Carcass started out as a three-piece, with guitarist Michael Arnott joining after the second record. For the first reunion tours, Daniel Erlandsson replaced original drummer Ken Owen, who suffered a cerebral hemorrhage years after the band's breakup. Arnott and Erlandsson weren't amenable to the idea of a comeback record, given their outside commitments—most notably the melodic death metal band Arch Enemy.
But after Arnott and Erlandsson quit Carcass to concentrate on their other bands, Steer and bassist/vocalist Jeff Walker revisited the idea of doing another Carcass record. Last year they released Surgical Steel, their first album in nearly 17 years, and it sounds like they never left. To put it another way: Not only did they beat the odds and release a comeback album that didn't suck, but it was also one of the best metal albums of 2013.
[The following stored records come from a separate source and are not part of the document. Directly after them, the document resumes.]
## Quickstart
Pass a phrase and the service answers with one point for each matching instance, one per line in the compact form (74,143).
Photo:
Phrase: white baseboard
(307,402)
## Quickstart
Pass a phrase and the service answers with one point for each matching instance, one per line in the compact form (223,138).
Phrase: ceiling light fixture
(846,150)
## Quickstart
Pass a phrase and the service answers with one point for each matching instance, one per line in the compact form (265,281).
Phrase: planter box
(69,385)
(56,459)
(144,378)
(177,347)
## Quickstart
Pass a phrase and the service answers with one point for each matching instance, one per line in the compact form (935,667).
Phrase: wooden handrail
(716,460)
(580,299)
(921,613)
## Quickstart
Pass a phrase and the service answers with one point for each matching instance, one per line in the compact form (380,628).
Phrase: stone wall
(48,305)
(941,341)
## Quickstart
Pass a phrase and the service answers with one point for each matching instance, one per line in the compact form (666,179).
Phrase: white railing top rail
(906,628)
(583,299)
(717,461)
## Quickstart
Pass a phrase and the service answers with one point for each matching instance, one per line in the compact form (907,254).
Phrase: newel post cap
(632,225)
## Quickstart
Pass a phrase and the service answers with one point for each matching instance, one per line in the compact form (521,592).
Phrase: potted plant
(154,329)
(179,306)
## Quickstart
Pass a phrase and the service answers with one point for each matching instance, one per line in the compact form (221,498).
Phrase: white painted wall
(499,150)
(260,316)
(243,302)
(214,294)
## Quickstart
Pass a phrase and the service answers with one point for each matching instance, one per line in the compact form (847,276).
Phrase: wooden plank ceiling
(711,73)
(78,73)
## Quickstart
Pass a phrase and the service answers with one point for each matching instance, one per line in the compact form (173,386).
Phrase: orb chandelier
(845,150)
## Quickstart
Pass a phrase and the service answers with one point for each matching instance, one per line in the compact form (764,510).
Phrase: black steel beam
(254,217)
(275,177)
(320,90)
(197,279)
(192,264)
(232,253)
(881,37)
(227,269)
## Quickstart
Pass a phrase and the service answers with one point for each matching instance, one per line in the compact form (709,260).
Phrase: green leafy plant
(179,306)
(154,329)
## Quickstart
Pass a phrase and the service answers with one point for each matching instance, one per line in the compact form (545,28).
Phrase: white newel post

"It's safe to say that anybody listening to Surgical Steel would have a hard time spotting any influence that connects with contemporary music. Because I don't listen to any, and I guess the same goes for Jeff," says Steer. "With the newer lads in the band [guitarist Ben Ash and drummer Daniel Wilding], obviously they're younger, and I can't really speak for them, but even they're leaning toward preferring the old stuff. We were drawing from the same pool of influence that we drew from around the middle period of the group, the third and fourth albums.
"I'm not particularly interested in us embarrassing ourselves by trying to keep up with what the youngsters are doing."
Pulling from those middle-period influences is another way of saying they didn't mess much with the death 'n' roll found on their fifth album, the oft-slighted Swansong. In many ways, Surgical Steel sounds more like the logical follow-up to Heartwork, the album that preceded Swansong—although Walker has called Heartwork "pedestrian."
"With Jeff, he's very, very critical of everything and everyone, and naturally he doesn't regard any of our stuff as being that good," says Steer. "He probably tends to side with the third album [Necroticism—Descanting the Insalubrius] because it's so difficult. It's very angular music that's hard to reproduce, especially in a live scenario. Some of the people who want to score underground points cite that as the Carcass record, but, if I'm being honest, for the kinds of things I want to hear from a record, my favorite two would be the current one and Heartwork."
While Surgical Steel serves as something of a summary of everything Carcass did during their first heyday, it's the only record that sounds as if the band is being mindful of its past. Each of the first five albums made some sort of leap into new territory, and now that the band has gotten the comeback album out of the way, Steer says he sees them moving back into that frame of mind.
"When it comes to doing another record, assuming that we do, we would have to make some kind of significant step forward. It would have to be that way, because that's what the band's always been like."